J’ai toujours aimé m’asseoir en bordure du monde. 

Enfant, du haut de l’escalier, je fouillais le carré du ciel au-dessus de la cour. Je demeurais immobile, cent ans, mille ans.

Cette posture, qui se prolongera chez le poète que deviendra l’adulte, est celle que traditionnellement l’imaginaire associe aux anges. On dit souvent des poètes qu’ils ont tendance à être dans les nuages, et même à les pelleter. C’est une galerie qui ici tient lieu de nuage. Notre poète partage non seulement l’espace avec les anges, mais également le temps. Celui de l’éternité. Il prend tout son temps.  

« Je demeurais immobile, cent ans, mille ans. »

Dans le poème intitulé « Un pont de hasard », on peut lire ceci :  

ce soir on dirait que le temps
se refait une mémoire
et s’allège 

comme s’il avait trouvé
en son centre
et plus lente que les autres
une saison haute
arrachée à la terre

Le mot saison passe comme le vent.
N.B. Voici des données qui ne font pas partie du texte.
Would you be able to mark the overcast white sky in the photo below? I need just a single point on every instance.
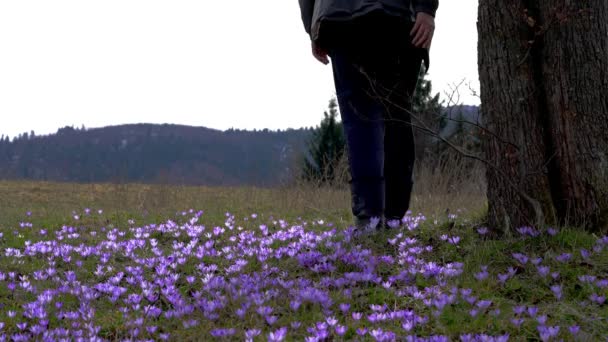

Dans le même poème, le poète établit un lien entre le temps et le vent.

avec sa peau de courant d’air
sa solitude seule repose
sur le rebord des fenêtres 

Le mot « saison » rime avec « maison » ; et la maison est une demeure. Dans ce même poème, on trouve ceci : « on appelle résidence / son feu ». C’est qu’on prend demeure dans le temps, dans le temps qui nous est imparti, dans le temps qui nous est donné, à nous si pauvres que nous ne parvenons que difficilement, que nous échouons la plupart du temps à ouvrir la porte mal fermée que nous offre le feu du temps.

on appelle résidence
son feu

le temps est peut-être
la dernière aumône

on comprend que grince en lui
une porte mal fermée
depuis toujours 

Ah ! Il est peut-être trop tôt pour le déclarer. Il vaudrait sans doute mieux détailler davantage la substance de ce feu, la brève éternité de la saison qui anime le poète, faire pénétrer plus avant lecteurs et lectrices au cœur de cette demeure. En un mot, mais il en faudrait plusieurs, il vaudrait mieux d’abord faire les présentations, faire mention de la dimension des poèmes qui composent ce recueil, dire leur concision, l’aspect dépouillé de ses vers, la qualité des images qu’on y trouve — elles installent dans l’esprit une manière de tremblement du sens, lequel dit mieux cette résidence que ne saurait le faire la précision univoque du langage. On me dira que c’est parce que c’est de la poésie. Oui, justement, c’en est.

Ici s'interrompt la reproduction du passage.